From Competition to Consensus

Are e-marketplaces dead? Some major European appliance manufacturers and their customers don't think so.


Are e-marketplaces dead? Some major European appliance manufacturers and their customers don't think so.

[From iSource Business, August/September 2003] A few years ago, with the Internet boom in full swing, Europe's major appliance manufacturers were happily pursuing their separate initiatives to use e-business technologies to electronically connect with their retailer and distributor customers.
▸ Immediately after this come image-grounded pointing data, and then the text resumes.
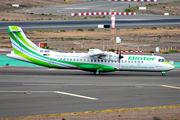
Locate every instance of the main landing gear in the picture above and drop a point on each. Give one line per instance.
(98, 71)
(163, 73)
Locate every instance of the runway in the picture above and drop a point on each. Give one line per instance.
(33, 91)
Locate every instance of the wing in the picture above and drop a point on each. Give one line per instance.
(97, 53)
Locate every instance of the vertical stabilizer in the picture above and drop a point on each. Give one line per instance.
(19, 40)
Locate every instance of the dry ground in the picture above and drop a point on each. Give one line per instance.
(145, 38)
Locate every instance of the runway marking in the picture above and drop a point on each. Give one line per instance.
(170, 86)
(59, 92)
(75, 95)
(93, 85)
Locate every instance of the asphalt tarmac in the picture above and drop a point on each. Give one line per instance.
(26, 91)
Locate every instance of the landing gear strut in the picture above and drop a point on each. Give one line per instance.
(98, 71)
(163, 73)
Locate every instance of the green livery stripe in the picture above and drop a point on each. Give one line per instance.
(36, 61)
(14, 28)
(23, 40)
(89, 66)
(16, 40)
(168, 63)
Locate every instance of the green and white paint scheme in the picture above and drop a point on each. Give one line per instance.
(95, 60)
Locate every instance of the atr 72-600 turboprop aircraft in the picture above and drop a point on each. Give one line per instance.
(96, 61)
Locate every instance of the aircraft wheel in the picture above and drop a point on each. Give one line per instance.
(97, 72)
(163, 74)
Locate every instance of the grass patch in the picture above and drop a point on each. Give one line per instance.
(97, 112)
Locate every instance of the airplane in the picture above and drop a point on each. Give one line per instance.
(96, 60)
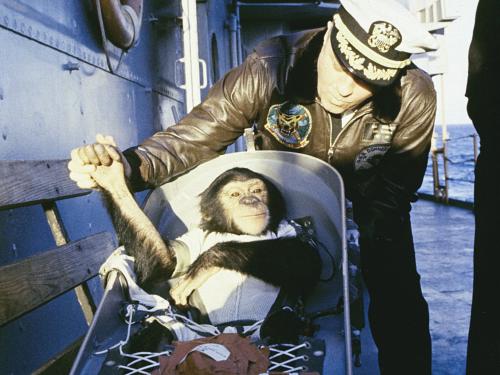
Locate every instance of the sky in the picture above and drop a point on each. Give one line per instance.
(454, 49)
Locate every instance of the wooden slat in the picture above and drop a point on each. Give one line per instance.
(31, 282)
(61, 237)
(24, 182)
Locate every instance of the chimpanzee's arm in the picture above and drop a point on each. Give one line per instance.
(288, 263)
(154, 259)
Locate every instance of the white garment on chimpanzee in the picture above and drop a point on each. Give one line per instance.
(229, 295)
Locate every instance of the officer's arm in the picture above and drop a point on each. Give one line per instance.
(386, 195)
(230, 107)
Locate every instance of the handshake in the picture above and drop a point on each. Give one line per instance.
(100, 165)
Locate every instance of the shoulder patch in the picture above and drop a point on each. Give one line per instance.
(290, 124)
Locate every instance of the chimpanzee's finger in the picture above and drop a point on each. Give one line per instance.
(113, 153)
(105, 139)
(102, 154)
(83, 180)
(78, 167)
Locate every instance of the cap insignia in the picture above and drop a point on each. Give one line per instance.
(383, 36)
(371, 71)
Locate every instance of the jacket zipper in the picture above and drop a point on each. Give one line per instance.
(333, 142)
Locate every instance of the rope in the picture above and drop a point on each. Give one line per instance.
(289, 364)
(287, 353)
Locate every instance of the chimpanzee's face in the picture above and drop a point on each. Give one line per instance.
(246, 203)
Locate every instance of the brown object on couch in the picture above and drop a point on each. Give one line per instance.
(225, 354)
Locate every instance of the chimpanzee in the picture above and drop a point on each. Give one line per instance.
(242, 229)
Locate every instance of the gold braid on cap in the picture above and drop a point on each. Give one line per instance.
(356, 62)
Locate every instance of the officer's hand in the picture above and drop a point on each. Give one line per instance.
(85, 159)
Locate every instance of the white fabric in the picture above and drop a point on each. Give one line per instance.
(229, 295)
(415, 39)
(124, 263)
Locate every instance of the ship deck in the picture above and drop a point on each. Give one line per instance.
(444, 237)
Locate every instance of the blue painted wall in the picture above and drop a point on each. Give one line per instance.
(47, 109)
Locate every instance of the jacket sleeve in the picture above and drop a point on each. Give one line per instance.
(230, 107)
(388, 192)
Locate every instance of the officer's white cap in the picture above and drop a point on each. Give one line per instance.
(375, 38)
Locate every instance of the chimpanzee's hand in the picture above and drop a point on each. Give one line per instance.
(85, 159)
(111, 178)
(181, 291)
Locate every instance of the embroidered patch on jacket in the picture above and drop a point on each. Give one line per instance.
(370, 156)
(289, 124)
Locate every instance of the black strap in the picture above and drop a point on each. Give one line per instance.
(336, 126)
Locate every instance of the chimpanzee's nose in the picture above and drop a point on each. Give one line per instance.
(249, 200)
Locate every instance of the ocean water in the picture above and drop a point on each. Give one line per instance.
(460, 156)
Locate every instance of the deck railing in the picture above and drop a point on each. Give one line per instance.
(440, 154)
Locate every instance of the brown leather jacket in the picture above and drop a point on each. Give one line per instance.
(381, 161)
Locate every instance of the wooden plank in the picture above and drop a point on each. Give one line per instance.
(61, 237)
(61, 363)
(24, 182)
(31, 282)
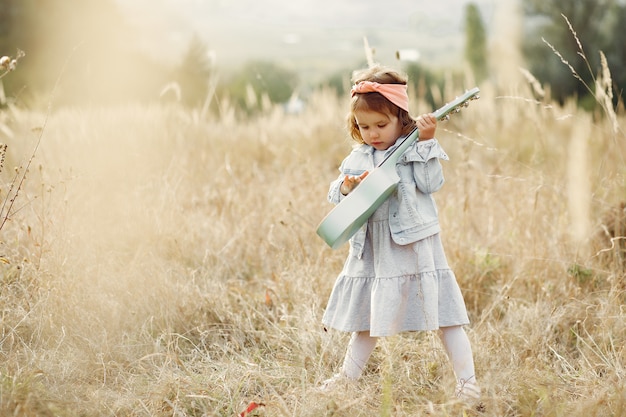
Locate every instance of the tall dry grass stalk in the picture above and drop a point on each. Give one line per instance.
(167, 264)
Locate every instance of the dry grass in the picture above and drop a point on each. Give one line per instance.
(162, 265)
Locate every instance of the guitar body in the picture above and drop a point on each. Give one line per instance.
(353, 211)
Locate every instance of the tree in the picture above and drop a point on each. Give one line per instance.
(598, 27)
(475, 42)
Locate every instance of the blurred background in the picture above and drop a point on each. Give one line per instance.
(193, 51)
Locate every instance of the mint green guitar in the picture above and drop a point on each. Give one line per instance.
(353, 211)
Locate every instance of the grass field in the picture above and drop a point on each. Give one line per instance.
(161, 264)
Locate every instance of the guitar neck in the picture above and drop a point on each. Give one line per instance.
(440, 114)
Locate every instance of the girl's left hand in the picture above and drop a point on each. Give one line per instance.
(427, 124)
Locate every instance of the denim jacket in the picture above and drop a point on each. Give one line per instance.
(412, 210)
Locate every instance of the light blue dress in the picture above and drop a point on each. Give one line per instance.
(394, 288)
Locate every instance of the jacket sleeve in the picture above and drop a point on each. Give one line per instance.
(334, 191)
(427, 170)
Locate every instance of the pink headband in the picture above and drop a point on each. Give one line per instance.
(396, 93)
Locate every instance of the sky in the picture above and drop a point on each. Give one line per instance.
(321, 34)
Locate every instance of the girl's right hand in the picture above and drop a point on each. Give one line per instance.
(350, 183)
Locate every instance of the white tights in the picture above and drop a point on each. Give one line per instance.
(454, 339)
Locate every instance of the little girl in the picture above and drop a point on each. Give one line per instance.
(396, 277)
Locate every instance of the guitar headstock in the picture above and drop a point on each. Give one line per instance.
(457, 104)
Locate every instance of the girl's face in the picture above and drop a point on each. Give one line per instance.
(379, 130)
Like their counterparts in the United States and elsewhere, these companies were counting on the Internet and other new technologies to help them automate processes within and beyond their four walls as a way of improving customer service while reducing costs.
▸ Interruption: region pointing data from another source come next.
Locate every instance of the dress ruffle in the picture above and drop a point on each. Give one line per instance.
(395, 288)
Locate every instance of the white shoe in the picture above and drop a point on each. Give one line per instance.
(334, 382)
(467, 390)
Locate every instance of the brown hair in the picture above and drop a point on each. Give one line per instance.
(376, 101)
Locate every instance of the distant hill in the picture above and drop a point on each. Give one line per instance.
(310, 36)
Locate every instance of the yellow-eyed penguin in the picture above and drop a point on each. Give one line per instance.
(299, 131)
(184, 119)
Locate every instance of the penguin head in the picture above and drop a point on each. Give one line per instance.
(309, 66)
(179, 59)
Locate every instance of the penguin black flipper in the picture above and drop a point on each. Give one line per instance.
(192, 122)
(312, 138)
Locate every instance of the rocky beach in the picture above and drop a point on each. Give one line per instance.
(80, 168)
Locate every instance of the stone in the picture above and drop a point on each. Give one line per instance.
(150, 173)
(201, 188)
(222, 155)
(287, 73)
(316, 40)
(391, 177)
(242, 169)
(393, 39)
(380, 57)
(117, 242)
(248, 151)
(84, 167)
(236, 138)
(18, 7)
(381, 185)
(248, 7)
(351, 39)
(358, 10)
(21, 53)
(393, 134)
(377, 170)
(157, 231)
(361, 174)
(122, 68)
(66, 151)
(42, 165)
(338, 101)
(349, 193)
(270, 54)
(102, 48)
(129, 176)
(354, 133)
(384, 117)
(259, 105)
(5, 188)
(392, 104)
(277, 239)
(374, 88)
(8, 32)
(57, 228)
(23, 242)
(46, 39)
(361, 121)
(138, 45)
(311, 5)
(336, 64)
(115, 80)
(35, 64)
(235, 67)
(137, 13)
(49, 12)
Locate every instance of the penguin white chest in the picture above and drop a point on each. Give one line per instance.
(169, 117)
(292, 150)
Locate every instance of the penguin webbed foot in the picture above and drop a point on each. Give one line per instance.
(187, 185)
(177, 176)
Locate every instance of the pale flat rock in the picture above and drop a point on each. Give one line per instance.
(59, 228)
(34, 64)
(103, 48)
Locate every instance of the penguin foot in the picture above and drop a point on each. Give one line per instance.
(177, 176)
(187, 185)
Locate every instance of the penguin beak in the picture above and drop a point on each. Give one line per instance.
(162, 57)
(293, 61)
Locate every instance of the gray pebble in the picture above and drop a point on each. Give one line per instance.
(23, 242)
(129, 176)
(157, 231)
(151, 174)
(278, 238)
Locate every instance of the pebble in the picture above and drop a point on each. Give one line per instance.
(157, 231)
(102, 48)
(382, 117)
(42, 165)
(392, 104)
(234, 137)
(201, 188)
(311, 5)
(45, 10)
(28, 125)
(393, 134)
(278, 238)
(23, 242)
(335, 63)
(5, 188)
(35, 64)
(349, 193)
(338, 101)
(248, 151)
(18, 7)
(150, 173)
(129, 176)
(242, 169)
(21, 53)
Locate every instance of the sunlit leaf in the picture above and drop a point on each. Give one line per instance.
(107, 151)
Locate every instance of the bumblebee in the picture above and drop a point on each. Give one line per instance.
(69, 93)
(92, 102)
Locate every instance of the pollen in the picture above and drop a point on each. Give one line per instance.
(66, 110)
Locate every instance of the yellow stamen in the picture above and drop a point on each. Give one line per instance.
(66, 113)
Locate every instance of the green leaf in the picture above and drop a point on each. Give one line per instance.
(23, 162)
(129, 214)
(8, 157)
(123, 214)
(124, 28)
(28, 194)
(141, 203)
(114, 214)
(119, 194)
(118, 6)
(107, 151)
Five of those manufacturers including Germany's BSH Bosch und Siemens Hausger`te GmbH (BSH), Electrolux Home Product Europe, the European division of Benton Harbor, Mich.-based Whirlpool, Italy's Merloni Elettrodomestici and Holland's Philips Consumer Electronics together represent more than $65 billion in worldwide sales and employ almost 370,000 people around the globe.

But despite their own enormity, in the highly fragmented, $33 billion European market for white goods home appliances of all sorts these five manufacturers had to deal with literally tens of thousands of smaller chains and individual retailers. "In Europe, we have 100,000 retailers, and even the top 20 retailers represent less than 40 percent of the market," explains Gustavo Minacci, director of e-business for Whirlpool Europe.

This fragmentation presented a major challenge for each of the manufacturers as they set about their sell-side e-business initiatives: how to link with their thousands of retail customers in a way that would be affordable not only for themselves but also for the retailers, many of which were mom-and-pop operations with just a few outlets.

Meanwhile, as each of the manufacturers pondered their shared conundrum, and as some of them moved to establish Web portals for doing business with their customers, the retailers had their own challenge to consider, namely the prospect that each manufacturer would pursue its own e-business solution, forcing the stores and chains to use five different systems, adopt five different standards, and spend their days punching in passwords and bouncing between five different Web portals to determine product availability, verify prices, place orders and check delivery statuses.

In short order, the retailers' concerns began to filter back up the supply chain to the manufacturers, according to Frederic Marie, e-business director for Electrolux Home Products Europe. "We listened to our customers and decided that we should sit around the table to see what we could do together to satisfy their needs."

Motivated to Get It Done

Thus was born the idea for Tradeplace, a joint service venture formed in 2001 initially by three of the manufacturers BSH, Electrolux Home Product and Whirlpool Europe and later joined by Merloni (in May 2002) and Philips (last September). The aim of the initiative was to create an umbrella for the companies' existing portals that, at first, would provide retailers with a single point of entry, accessed through a Web browser, to the manufacturers' systems. The retailers could then search for product information and availability and place orders with any of the manufacturers without having to log into different systems.

The vision then called for moving the retailers to system-to-system integration through the Tradeplace Message Hub to communicate electronically with the manufacturers. In this second phase, the hub would receive messages and requests from one partner, reformat and translate the data as necessary, depending on the intended destination, and then send the data to the appropriate addressee. Theoretically, the hub would be able to handle data formats ranging from traditional electronic data interchange (EDI) to the latest XML, or even data from Web forms for retailers with just a PC and Internet access.